Otra anécdota del galante siglo XVIII francés. El marqués de Roquemont, que tenía una esposa muy frívola, se acostaba cada mes con ella una vez. Al terminar le decía:

—Ya he cumplido. Ahora quien llegue que plante.

Don José Sánchez Guerra, el conocido político de los tiempos de Alfonso XIII, era hombre muy sincero y, al propio tiempo, de una refinada galantería.

Un día, en una cena advirtió al otro lado de la mesa a un personaje con el que había mantenido unas acres discusiones políticas. Dejándose llevar por su franqueza, le dijo a la señora que estaba a su lado:

—Aquel individuo que está allí es uno de los que más odio.

—Caballero —dijo la señora—, aquel señor es mi marido.

Y arreglando la plancha, respondió Sánchez Guerra:

—Lo sé, señora. Precisamente por ello le odio.

Y la señora no tuvo otro remedio que sonreír.

He aquí la arenga que el entonces aún no duque de Wellington dirigió, por escrito, a sus tropas antes del combate de Torres Vecras, en Portugal:

«Soldados. Estáis bien mantenidos. Así, el que falte a su deber será fusilado. Vuestro general, Wellesley».

Ernest Psichari, el célebre escritor católico francés, autor de El viaje del centurión, en el que narra el proceso de su conversión al catolicismo, era nieto de Ernest Renán y de Anatole France. Éste le presentaba a sus amigos diciendo:

—Les presento a Ernest Psichiari. Es nieto mío y de Renán. Naturalmente es un joven reaccionario.

El papa León X recibió un día la visita de un alquimista llamado Aurelio Augurelli, que le dedicó un poema, pues también se las daba de poeta, titulado Chrysopoeia, que es el nombre griego que los antiguos alquimistas daban al arte de fabricar oro. El papa hojeó el libro y, cuando su autor se las prometía muy felices pensando en la recompensa que recibiría, oyó que el pontífice le decía:

—¿Conque sabes fabricar oro? Pues mando que te den un gran saco vacío para que puedas llenarlo con él.

En un teatro madrileño se estaba ensayando una obra de Sinesio Delgado, que, por desgracia, no era ningún portento. Actuaba como protagonista el actor Juan Bonafé, hombre chistoso y encantador, pero que en aquellos ensayos no daba pie con bola.

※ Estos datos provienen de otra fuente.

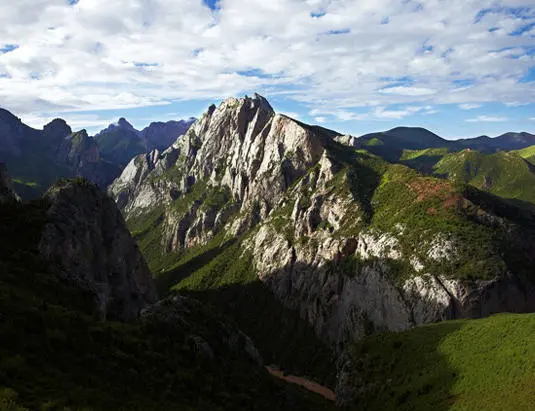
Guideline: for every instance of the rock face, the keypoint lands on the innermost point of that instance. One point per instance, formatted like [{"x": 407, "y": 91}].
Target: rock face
[
  {"x": 86, "y": 236},
  {"x": 12, "y": 134},
  {"x": 7, "y": 194},
  {"x": 39, "y": 157},
  {"x": 215, "y": 337},
  {"x": 243, "y": 146},
  {"x": 354, "y": 244},
  {"x": 160, "y": 135},
  {"x": 120, "y": 142}
]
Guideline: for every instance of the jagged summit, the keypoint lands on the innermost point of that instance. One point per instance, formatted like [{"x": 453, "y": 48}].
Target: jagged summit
[{"x": 57, "y": 128}]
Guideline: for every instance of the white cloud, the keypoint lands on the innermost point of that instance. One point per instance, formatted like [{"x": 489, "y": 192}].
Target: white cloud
[
  {"x": 130, "y": 53},
  {"x": 488, "y": 119},
  {"x": 469, "y": 106},
  {"x": 408, "y": 91},
  {"x": 291, "y": 114}
]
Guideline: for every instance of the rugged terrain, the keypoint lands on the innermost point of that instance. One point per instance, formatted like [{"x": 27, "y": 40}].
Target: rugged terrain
[
  {"x": 251, "y": 203},
  {"x": 120, "y": 142},
  {"x": 81, "y": 328},
  {"x": 37, "y": 158},
  {"x": 484, "y": 364}
]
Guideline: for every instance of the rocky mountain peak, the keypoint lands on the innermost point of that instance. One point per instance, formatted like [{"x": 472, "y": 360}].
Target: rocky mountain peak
[
  {"x": 87, "y": 237},
  {"x": 7, "y": 117},
  {"x": 7, "y": 194},
  {"x": 57, "y": 128},
  {"x": 124, "y": 123}
]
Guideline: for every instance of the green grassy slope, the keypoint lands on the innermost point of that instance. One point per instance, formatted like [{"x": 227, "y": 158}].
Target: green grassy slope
[
  {"x": 505, "y": 174},
  {"x": 527, "y": 153},
  {"x": 486, "y": 364},
  {"x": 54, "y": 354},
  {"x": 385, "y": 197}
]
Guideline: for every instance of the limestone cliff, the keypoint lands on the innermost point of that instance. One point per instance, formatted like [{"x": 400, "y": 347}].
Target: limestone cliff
[
  {"x": 7, "y": 193},
  {"x": 354, "y": 244},
  {"x": 85, "y": 235}
]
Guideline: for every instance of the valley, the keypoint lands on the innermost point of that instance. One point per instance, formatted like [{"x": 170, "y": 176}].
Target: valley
[{"x": 365, "y": 269}]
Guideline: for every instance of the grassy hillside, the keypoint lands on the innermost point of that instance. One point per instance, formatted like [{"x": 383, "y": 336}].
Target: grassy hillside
[
  {"x": 527, "y": 153},
  {"x": 423, "y": 160},
  {"x": 504, "y": 174},
  {"x": 486, "y": 364},
  {"x": 55, "y": 355}
]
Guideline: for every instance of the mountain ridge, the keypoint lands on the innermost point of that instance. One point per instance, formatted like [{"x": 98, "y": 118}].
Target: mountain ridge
[{"x": 326, "y": 229}]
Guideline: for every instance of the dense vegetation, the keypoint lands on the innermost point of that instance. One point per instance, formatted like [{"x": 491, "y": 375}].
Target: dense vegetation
[
  {"x": 55, "y": 355},
  {"x": 505, "y": 174},
  {"x": 486, "y": 364}
]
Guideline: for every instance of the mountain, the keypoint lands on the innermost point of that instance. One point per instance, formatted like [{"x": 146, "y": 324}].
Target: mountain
[
  {"x": 37, "y": 158},
  {"x": 454, "y": 365},
  {"x": 391, "y": 144},
  {"x": 7, "y": 194},
  {"x": 265, "y": 217},
  {"x": 81, "y": 327},
  {"x": 120, "y": 141},
  {"x": 160, "y": 135},
  {"x": 505, "y": 142},
  {"x": 505, "y": 174},
  {"x": 399, "y": 142},
  {"x": 527, "y": 153}
]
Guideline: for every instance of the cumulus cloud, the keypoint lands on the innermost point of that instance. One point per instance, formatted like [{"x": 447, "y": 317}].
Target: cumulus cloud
[
  {"x": 469, "y": 106},
  {"x": 341, "y": 56},
  {"x": 486, "y": 119}
]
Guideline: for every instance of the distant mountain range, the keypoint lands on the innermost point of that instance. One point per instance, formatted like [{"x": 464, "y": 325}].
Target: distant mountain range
[
  {"x": 391, "y": 144},
  {"x": 120, "y": 141},
  {"x": 37, "y": 158}
]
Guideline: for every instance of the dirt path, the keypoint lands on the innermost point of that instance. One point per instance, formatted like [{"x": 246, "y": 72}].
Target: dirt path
[{"x": 303, "y": 382}]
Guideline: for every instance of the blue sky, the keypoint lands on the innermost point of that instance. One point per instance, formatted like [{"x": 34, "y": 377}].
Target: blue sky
[{"x": 460, "y": 68}]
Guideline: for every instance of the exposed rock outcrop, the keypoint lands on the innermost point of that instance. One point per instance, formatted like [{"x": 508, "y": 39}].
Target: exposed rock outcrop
[
  {"x": 7, "y": 194},
  {"x": 86, "y": 236},
  {"x": 242, "y": 145},
  {"x": 39, "y": 157},
  {"x": 215, "y": 337}
]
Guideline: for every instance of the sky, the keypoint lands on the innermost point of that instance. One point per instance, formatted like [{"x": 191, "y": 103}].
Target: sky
[{"x": 460, "y": 68}]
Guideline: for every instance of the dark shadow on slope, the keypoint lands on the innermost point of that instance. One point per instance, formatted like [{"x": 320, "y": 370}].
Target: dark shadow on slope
[
  {"x": 166, "y": 280},
  {"x": 280, "y": 335},
  {"x": 363, "y": 174},
  {"x": 401, "y": 371},
  {"x": 423, "y": 164},
  {"x": 517, "y": 241}
]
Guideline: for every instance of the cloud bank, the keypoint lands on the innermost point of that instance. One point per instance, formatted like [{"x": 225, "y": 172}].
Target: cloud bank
[{"x": 334, "y": 56}]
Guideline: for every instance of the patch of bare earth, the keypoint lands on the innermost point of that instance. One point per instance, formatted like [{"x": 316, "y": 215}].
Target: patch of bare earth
[{"x": 303, "y": 382}]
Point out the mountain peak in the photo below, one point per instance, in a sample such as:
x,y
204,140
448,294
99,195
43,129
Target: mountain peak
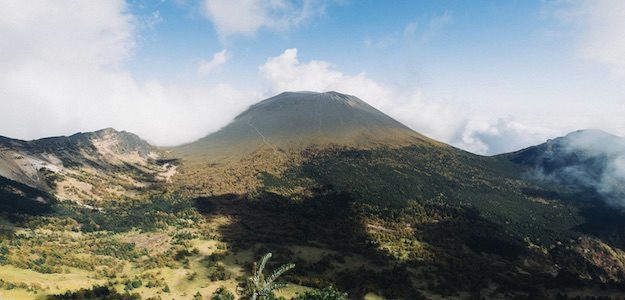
x,y
297,120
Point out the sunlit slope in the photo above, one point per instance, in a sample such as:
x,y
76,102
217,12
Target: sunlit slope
x,y
296,120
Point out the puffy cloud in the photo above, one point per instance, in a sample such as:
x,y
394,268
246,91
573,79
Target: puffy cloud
x,y
246,17
598,26
63,70
439,120
499,136
218,60
586,159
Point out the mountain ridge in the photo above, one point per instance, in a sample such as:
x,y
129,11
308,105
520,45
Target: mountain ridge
x,y
297,120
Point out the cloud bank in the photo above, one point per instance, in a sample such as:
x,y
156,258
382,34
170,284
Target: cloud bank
x,y
219,59
439,120
588,159
63,70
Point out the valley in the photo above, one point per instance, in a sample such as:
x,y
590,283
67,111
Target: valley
x,y
354,198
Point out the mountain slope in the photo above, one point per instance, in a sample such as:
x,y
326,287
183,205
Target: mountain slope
x,y
85,166
297,120
360,183
585,161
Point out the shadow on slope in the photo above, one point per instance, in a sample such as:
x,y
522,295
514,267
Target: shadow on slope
x,y
459,253
18,201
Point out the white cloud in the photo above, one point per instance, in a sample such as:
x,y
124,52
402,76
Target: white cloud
x,y
442,121
63,70
218,60
246,17
598,27
500,135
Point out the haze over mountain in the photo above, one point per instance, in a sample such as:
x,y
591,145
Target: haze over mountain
x,y
326,180
584,160
297,120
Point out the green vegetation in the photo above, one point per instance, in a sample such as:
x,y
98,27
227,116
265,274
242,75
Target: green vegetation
x,y
96,292
261,287
327,293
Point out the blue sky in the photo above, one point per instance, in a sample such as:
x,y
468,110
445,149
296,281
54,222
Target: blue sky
x,y
486,76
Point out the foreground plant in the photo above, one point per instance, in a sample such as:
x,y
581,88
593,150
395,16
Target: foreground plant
x,y
260,287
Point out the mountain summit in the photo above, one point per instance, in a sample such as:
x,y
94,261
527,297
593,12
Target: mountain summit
x,y
296,120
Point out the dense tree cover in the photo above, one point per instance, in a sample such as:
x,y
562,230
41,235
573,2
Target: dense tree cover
x,y
327,293
96,292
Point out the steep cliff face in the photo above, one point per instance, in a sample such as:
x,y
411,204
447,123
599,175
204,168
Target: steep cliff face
x,y
85,166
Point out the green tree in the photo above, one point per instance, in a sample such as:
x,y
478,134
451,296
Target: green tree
x,y
260,287
197,296
222,294
327,293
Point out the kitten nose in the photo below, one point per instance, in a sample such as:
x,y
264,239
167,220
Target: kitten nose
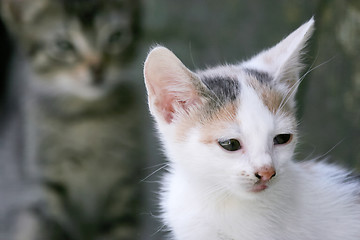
x,y
265,173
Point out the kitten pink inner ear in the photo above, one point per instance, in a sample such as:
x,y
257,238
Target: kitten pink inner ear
x,y
169,84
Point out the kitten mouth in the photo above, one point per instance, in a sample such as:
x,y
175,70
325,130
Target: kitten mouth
x,y
259,187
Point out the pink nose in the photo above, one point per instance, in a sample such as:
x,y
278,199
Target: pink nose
x,y
265,173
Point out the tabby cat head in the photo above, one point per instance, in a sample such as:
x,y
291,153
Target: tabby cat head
x,y
76,47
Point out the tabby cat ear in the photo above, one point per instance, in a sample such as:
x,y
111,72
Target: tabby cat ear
x,y
170,85
283,61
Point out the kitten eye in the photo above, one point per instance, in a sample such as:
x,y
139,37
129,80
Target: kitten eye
x,y
230,144
282,139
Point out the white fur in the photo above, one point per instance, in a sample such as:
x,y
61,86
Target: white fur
x,y
206,194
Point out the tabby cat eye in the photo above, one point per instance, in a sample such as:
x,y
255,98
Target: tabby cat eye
x,y
282,139
230,144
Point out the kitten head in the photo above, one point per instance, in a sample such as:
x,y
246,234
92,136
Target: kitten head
x,y
233,127
78,47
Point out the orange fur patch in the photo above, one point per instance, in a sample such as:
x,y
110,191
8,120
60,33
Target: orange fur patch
x,y
221,119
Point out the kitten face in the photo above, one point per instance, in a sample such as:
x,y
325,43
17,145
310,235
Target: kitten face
x,y
224,148
232,128
73,48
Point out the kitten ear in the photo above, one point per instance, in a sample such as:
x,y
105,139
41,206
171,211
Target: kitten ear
x,y
283,61
170,85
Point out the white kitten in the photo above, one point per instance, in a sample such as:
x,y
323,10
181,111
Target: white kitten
x,y
229,133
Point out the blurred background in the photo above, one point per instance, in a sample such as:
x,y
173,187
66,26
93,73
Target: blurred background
x,y
201,33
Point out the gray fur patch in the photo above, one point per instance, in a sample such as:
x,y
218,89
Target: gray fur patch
x,y
261,76
224,88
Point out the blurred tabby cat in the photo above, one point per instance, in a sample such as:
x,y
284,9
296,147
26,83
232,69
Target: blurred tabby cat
x,y
81,116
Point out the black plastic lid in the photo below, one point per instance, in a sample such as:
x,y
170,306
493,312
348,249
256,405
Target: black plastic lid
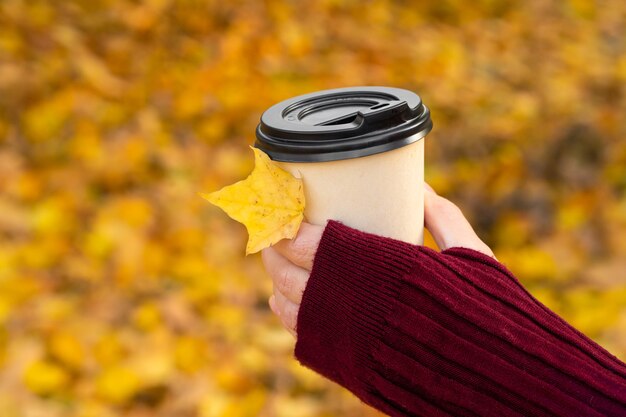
x,y
343,123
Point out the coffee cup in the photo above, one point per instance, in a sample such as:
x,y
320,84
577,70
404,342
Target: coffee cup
x,y
360,153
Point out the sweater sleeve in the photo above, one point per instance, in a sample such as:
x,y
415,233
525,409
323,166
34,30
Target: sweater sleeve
x,y
415,332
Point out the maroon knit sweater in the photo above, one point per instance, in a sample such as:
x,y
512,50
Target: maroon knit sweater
x,y
414,332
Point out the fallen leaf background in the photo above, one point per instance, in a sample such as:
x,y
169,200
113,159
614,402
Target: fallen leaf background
x,y
123,293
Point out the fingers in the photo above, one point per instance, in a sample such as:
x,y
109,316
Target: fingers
x,y
301,249
286,311
288,278
447,224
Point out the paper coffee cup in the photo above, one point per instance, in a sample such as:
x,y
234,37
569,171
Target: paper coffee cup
x,y
360,153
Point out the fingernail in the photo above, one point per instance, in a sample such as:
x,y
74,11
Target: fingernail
x,y
272,303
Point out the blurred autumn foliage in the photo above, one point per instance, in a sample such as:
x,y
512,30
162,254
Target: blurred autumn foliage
x,y
124,293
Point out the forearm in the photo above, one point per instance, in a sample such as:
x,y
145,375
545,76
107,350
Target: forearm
x,y
416,332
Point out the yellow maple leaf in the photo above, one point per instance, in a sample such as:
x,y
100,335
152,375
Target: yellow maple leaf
x,y
270,203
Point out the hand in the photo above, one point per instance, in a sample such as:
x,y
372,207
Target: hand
x,y
289,262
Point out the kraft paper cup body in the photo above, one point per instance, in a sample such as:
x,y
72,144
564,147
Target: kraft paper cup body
x,y
381,194
360,153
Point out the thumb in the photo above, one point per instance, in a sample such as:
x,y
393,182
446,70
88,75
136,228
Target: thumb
x,y
447,224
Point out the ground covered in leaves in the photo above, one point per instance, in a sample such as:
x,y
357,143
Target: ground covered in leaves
x,y
123,293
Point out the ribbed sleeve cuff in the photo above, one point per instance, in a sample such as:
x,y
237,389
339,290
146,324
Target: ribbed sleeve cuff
x,y
347,300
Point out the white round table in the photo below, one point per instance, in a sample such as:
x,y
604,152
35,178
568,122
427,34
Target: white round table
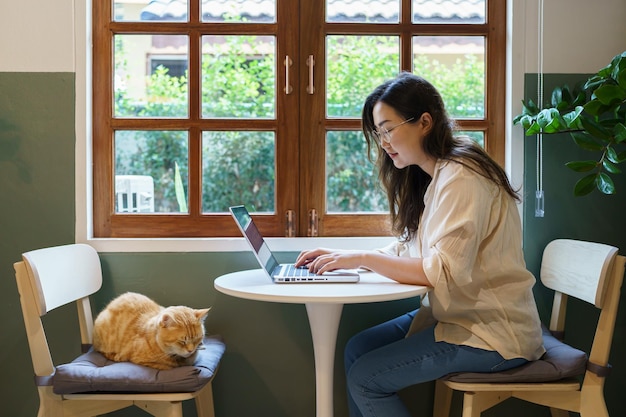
x,y
324,303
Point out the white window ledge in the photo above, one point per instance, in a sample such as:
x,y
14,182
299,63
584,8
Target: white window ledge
x,y
278,244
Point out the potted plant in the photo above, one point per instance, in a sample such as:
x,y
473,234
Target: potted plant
x,y
594,113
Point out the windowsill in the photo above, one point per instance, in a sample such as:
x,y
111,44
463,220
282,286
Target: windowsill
x,y
232,244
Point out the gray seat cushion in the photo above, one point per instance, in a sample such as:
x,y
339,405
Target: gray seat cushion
x,y
92,372
560,361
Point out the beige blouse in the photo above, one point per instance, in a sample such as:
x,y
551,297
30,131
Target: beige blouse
x,y
471,244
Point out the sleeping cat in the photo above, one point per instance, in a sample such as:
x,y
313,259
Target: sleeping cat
x,y
134,328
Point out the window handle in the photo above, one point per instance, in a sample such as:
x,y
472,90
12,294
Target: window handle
x,y
288,64
311,64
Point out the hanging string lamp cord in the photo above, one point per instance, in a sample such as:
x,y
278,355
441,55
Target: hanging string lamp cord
x,y
539,197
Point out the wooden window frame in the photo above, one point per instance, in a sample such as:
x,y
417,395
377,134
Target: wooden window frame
x,y
299,192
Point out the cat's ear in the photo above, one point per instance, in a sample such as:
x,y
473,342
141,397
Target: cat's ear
x,y
166,320
202,314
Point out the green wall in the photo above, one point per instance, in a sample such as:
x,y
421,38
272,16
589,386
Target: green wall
x,y
268,367
595,217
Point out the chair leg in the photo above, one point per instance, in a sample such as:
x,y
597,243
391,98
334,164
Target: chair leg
x,y
204,402
557,412
161,408
474,403
443,399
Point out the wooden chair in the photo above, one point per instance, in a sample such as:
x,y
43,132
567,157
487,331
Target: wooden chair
x,y
591,272
53,277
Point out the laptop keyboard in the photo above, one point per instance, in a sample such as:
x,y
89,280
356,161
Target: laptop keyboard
x,y
290,271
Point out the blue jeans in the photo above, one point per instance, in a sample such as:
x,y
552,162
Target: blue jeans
x,y
380,361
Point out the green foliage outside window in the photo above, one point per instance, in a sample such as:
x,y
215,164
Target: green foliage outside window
x,y
239,82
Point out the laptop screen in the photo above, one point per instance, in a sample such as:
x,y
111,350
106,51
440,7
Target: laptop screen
x,y
253,236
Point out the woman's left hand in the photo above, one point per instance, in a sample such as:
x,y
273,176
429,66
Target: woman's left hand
x,y
324,260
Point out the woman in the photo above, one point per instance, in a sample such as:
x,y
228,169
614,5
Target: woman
x,y
453,210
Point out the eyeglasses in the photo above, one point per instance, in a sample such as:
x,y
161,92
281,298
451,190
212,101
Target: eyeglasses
x,y
384,135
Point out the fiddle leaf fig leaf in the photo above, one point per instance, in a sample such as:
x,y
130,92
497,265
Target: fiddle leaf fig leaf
x,y
619,132
571,118
557,98
605,184
621,78
611,167
550,120
533,129
582,166
585,185
585,141
612,156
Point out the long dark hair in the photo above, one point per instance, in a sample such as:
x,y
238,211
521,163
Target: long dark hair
x,y
411,96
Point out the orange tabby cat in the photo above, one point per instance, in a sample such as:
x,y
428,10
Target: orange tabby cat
x,y
134,328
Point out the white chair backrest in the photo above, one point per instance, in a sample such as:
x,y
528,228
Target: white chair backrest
x,y
63,274
577,268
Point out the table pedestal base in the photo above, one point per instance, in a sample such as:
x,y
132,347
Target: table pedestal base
x,y
324,322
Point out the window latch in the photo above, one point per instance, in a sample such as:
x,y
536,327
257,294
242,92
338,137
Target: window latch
x,y
313,223
290,223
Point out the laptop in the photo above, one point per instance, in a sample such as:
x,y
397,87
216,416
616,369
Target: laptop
x,y
282,273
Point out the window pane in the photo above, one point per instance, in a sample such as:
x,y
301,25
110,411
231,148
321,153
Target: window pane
x,y
238,76
355,66
259,11
151,171
158,89
456,66
238,168
363,11
351,179
449,11
154,10
478,137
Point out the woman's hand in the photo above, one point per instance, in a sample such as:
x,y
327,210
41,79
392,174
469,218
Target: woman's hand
x,y
322,260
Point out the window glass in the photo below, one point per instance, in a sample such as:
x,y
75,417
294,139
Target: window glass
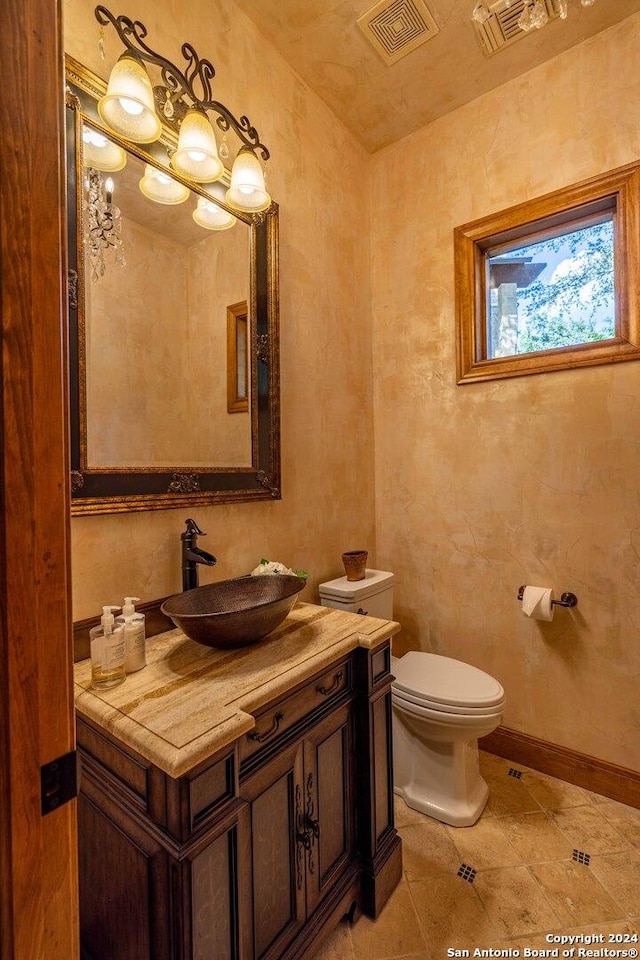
x,y
555,292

Sinesio Delgado se lo reprochó:

—¡Hombre, Bonafé! ¿Cómo es que tú que en la vida corriente eres tan chispeante y gracioso y aquí estás tan desangelado? —Verá usted, Sinesio, es que en la vida el texto es mío.

Un célebre ganadero sevillano fallecido hace tiempo y que respondía a las iniciales F. U. era tan obeso que su gordura era proverbial en la ciudad. Un día se encontraba en el Círculo de Labradores de Sevilla, viendo pasar a la gente, cuando una gitana se paró frente a la cristalera del Círculo mirándole atentamente. F. U. se amoscaba poco a poco viendo a la gitana embobada contemplándole. Iba ya a decirle algo cuando la gitana, dando un golpe al vidrio, le dijo:

—Oiga usted. Este cristal ¿es de aumento?